Ege Üniversitesi tarafından kazılan Arkeolojik alanların fotoğrafları Hamza Rüstem Fotoğraf Evi’nde.
 
 
 
 
 
İzzet Keribar – Fotoğraf Sergisi 
 
 
 

Ustadan unutulmaz kareler İKSEV’de.

 

 

 

 

 

 

İnsana Dair – 3 Usta Yorum

 

 

 

Cuma Ocaklı ve Umur Türker’in resimleri, Cem Sağbil’in heykelleri, Urla Eski Tamirhane binasında.

 

 

 

 

 

“Başka Kıyılar” Sergisi

 

 

 

5. Uluslararası EgeArt Sanat Günleri kapsamında E.Ü. Güzel Sanatlar Eğitimi Bölümü Öğretim Elemanları; Merih Tekin Bender, Melek Şahan, Dizar Ercivan Zencirci, Ekin Boztaş ve Kamuran Köseoğlu’nun  “Başka Kıyılar” konseptli eserleri E.Ü. 50.Yıl Köşkü Sanat Galerisi’nde.

 

 

 

 
 
“Mavi + Dalga” ve “Mavi Su” Kağıt Çalıştayları

 

EÜ kampusundaki Prof.

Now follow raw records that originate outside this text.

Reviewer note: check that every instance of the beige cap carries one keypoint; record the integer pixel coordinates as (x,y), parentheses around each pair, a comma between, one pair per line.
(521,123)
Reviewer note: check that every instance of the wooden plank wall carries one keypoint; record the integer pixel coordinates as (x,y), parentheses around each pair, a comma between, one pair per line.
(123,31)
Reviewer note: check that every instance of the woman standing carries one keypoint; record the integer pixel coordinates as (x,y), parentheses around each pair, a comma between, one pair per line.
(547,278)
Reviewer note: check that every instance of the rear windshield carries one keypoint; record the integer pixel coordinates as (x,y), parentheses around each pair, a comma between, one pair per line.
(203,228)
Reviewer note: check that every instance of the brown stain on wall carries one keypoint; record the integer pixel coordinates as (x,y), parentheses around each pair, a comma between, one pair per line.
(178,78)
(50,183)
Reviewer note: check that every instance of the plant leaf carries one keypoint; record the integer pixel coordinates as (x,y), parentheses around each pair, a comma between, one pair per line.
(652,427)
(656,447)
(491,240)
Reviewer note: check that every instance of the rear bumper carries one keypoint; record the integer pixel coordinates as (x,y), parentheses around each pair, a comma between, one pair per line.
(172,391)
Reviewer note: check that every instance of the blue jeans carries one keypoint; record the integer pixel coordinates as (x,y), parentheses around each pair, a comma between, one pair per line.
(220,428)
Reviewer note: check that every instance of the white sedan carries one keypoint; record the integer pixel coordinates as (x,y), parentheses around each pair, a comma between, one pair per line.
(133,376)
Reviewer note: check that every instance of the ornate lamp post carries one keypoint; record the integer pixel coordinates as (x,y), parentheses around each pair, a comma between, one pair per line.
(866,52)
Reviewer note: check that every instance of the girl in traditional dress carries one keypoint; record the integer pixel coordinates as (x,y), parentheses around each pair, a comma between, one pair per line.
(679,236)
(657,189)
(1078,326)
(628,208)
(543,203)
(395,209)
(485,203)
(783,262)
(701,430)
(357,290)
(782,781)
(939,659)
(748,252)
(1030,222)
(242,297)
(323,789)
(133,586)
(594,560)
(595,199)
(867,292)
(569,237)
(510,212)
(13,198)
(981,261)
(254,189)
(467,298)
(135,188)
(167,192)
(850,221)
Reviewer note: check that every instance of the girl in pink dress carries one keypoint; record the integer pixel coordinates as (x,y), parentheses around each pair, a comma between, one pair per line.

Dr. Yusuf Vardar MÖTBE Kültür Merkezinde, Hakan Pehlivan’ın “ Mavi Dalga” ve Mavi Su” Kağıt Çalıştay Sergisi.

 

 

 

 

 

 

 

 

 

 

5. Uluslararası EgeArt Sanat Günleri’nin Onur Sanatçısı Altan Gürman’ın paha biçilemez eserleri Ege Üniversitesi Atatürk Kültür Merkezi’nde.

 

 

 

 

Bunların dışında çeşitli paneller, atölye çalışmaları, konserler, performans gösterileri ve filmler de 5. Uluslararası EgeArt Sanat Günleri kapsamında yer alıyor.